Ernest Dejardin-Verkinder

1840 - 1920

Informations générales
  • Né le 10 juin 1840 à Cambrai (Nord - France)
  • Décédé le 15 mars 1920 à Paris (Paris - France)

Mandats à l'Assemblée nationale ou à la Chambre des députés

Régime politique
Troisième République - Chambre des députés
Législature
IVe législature
Mandat
Du 4 octobre 1885 au 14 octobre 1889
Département
Nord
Groupe
Union des Droites
Régime politique
Troisième République - Chambre des députés
Législature
Ve législature
Mandat
Du 22 septembre 1889 au 14 octobre 1893
Département
Nord

Biographies

Député depuis 1885, né à Cambrai (Nord), le 10 juin 1840, il se fit recevoir licencié en droit à Paris, devint secrétaire de M. Cresson, puis, au moment de la guerre franco-allemande, contribua à mettre Cambrai en état de défense, et servit comme chef d'escadron d'artillerie dans le 23e corps, à l'armée du Nord.

Il succéda à son père comme administrateur des mines d'Aniche en 1875, fut membre de la commission de vérification des comptes de la compagnie Paris-Lyon-Méditerranée (1878), et président de la même commission en 1884.

Le 4 octobre 1885, porté sur la liste conservatrice du Nord aux élections législatives, il fut élu, le 14e sur 20, par 161.521 voix sur 292,696 votants et 348,224 inscrits. Il siégea à droite, déposa un projet de loi sur l'organisation des mines, présenta une proposition relative à la création d'hôpitaux cantonaux, et vota contre les ministères opportunistes qui se succédèrent au pouvoir, et contre l'expulsion des princes (juin 1836). A la fin de la législature, il s'est prononcé

- contre le rétablissement du scrutin d'arrondissement (11 février 1889),
- pour l'ajournement indéfini de la révision de la Constitution,
- contre les poursuites contre trois députés membres de la Ligue des Patriotes,
- contre le projet de loi Lisbonne restrictif de la presse,
- contre les poursuites contre le général Boulanger.

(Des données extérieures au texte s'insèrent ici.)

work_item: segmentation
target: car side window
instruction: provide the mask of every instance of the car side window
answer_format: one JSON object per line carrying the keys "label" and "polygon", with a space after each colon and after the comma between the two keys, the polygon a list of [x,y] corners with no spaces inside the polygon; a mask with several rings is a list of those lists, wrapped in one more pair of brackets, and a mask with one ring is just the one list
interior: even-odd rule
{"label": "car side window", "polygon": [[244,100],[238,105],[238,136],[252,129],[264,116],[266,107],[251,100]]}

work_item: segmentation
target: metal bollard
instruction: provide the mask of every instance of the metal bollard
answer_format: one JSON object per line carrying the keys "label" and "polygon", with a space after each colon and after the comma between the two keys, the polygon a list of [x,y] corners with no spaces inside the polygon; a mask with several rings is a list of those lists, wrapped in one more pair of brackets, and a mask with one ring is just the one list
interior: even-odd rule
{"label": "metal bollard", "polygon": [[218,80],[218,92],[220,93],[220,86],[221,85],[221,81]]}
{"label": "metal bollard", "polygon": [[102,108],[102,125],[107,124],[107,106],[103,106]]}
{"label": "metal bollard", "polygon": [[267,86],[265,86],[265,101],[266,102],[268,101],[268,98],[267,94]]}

Né le 10 juin 1840 à Cambrai (Nord), mort le 15 mars 1920 à Paris.

Député du Nord de 1885 à 1893. (Voir première partie de la biographie dans ROBERT ET COUGNY, Dictionnaire des Parlementaires, t. II, p. 297).

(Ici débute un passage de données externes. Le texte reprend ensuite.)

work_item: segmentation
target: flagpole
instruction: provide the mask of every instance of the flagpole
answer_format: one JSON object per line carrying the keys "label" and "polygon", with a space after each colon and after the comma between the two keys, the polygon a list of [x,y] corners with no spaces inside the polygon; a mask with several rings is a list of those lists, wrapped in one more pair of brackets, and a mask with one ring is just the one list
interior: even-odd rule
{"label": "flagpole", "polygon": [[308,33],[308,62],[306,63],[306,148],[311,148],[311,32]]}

Aux élections générales du 22 septembre 1889, il se présenta dans la deuxième circonscription de Cambrai et fut réélu au premier tour, par 11.660 voix contre 8.888 à son adversaire républicain Petit, sur 20.868 votants. Membre de diverses Commissions, il déposa une proposition de loi tendant à la création d'hôpitaux-hospices cantonaux (1889) et intervint à propos des droits de douanes sur le lin et le chanvre (1891). Lors de la discussion du budget de l'exercice 1893, il présenta des observations sur le droit de statistique et sur la vente des gages au Mont-de-Piété de Paris.

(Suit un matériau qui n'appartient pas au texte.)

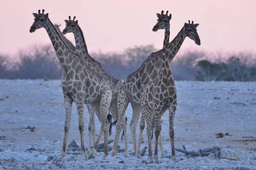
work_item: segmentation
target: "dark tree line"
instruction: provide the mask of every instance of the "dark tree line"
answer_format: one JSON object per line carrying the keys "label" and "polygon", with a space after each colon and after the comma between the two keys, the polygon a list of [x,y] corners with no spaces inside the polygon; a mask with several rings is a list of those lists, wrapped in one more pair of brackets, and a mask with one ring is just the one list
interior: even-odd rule
{"label": "dark tree line", "polygon": [[[90,54],[110,75],[124,79],[157,50],[151,45],[127,48],[122,53]],[[171,63],[177,80],[256,81],[256,55],[239,53],[213,56],[203,52],[178,54]],[[0,54],[0,79],[60,79],[62,68],[52,45],[34,45],[15,57]]]}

En 1890, lorsque M. Laur interpella le Gouvernement sur la crise du Crédit foncier, il avait déposé un ordre du jour tendant à inviter le Gouvernement à faire vérifier par l'Inspection des Finances les faits dénoncés par le sous-gouverneur Lévêque qui, en conflit avec le gouverneur Christophle, avait démissionné.

Aux élections générales du 20 août 1893, n'ayant obtenu au premier tour de scrutin que 5.768 voix alors que ses adversaires Marliot et Carpentier-Risbourg en recueillaient respectivement 6.919 et 6.804 il se retira au deuxième tour et s'abstint désormais de participer à la vie politique.

Administrateur de la Société des mines d'Aniche, de la Compagnie des forges et aciéries de Denain et d'Anzin, des Hospices de Lille, de la Banque française et italienne pour l'Amérique du Sud, de la Compagnie du chemin de fer P.L.M. - il présidait la Commission de vérification des comptes - il était en outre vice-président du Conseil d'administration de la Société générale. Il démissionna de cette charge le 27 mars 1919 pour raisons de santé et mourut à Paris le 15 mars 1920 à l'âge de 79 ans.